MinXSS-2 is planned to deploy from the Spaceflight Industries SSO-A SmallSat Express mission, using a SpaceX Falcon 9. Launch happened on 3 December 2018, and MinXSS2 was deployed to orbit. The MinXSS-2 orbit is polar and Sun-synchronous at 10:30am LTDN, at approximately 575 km altitude, providing an estimated 4-year mission life.

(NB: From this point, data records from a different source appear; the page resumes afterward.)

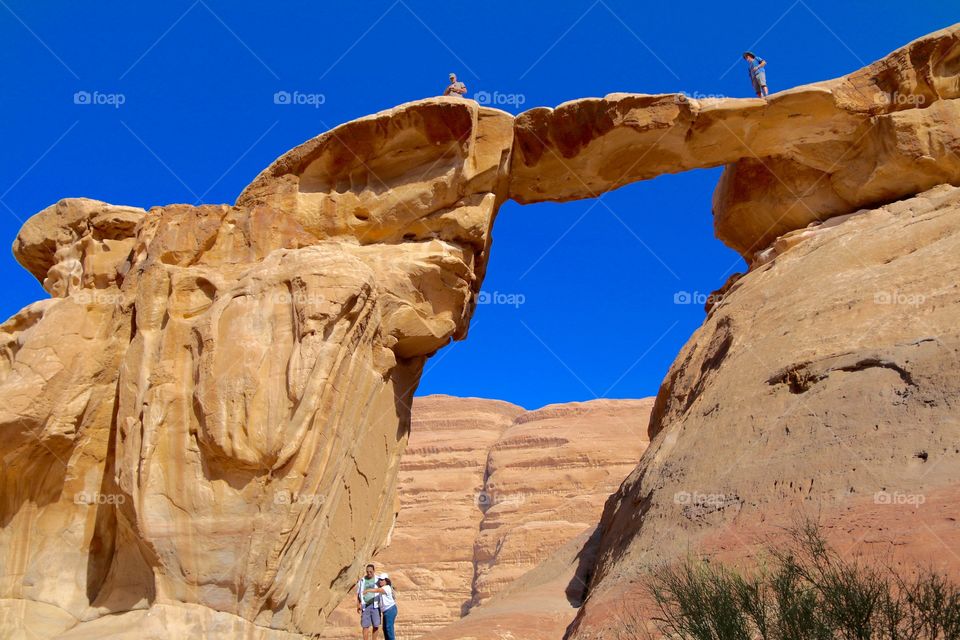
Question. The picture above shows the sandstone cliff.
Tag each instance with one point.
(183, 420)
(202, 427)
(487, 492)
(823, 385)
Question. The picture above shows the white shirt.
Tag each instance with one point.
(360, 594)
(386, 598)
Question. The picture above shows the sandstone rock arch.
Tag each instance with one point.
(212, 445)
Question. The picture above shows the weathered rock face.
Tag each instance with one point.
(546, 477)
(177, 436)
(488, 491)
(824, 385)
(200, 431)
(885, 132)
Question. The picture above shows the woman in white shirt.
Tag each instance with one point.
(388, 605)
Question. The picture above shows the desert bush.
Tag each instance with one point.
(805, 591)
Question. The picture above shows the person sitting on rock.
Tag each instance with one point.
(758, 77)
(455, 88)
(388, 604)
(368, 604)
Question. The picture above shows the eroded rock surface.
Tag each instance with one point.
(205, 422)
(885, 132)
(488, 491)
(822, 386)
(201, 428)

MinXSS-2 was selected for 2 years of funding by NASA under the 2016 Heliophysics Technology and Instrument Development for Science (H-TIDeS) program. MinXSS-2 also adds science involvement from the Naval Research Laboratory, with Dr. Harry Warren added as a co-investigator.

==Awards==
MinXSS was chosen as the 2016 AIAA Small Satellite Mission of the Year during the 30th Annual AIAA/USU Small Satellite Conference in Logan, UT.

==Project architecture==

The MinXSS project was structured after the Colorado Student Space Weather Experiment CubeSat, which established the graduate projects course led by Joseph R. Tanner in the Aerospace Engineering Sciences department at the University of Colorado Boulder. Students in the department have the choice to either complete a Master's thesis or take two semesters of the graduate projects course. Typically, 10-20 students will be involved in each of the concurrent projects. CSSWE and MinXSS heavily leveraged professionals at the Laboratory for Atmospheric and Space Physics. As of 2018 March 8, 40 graduate, 5 undergraduate, and two high school students have worked on the project. Roughly 40 professionals have contributed with varying levels of involvement, from providing feedback at design reviews to writing flight software.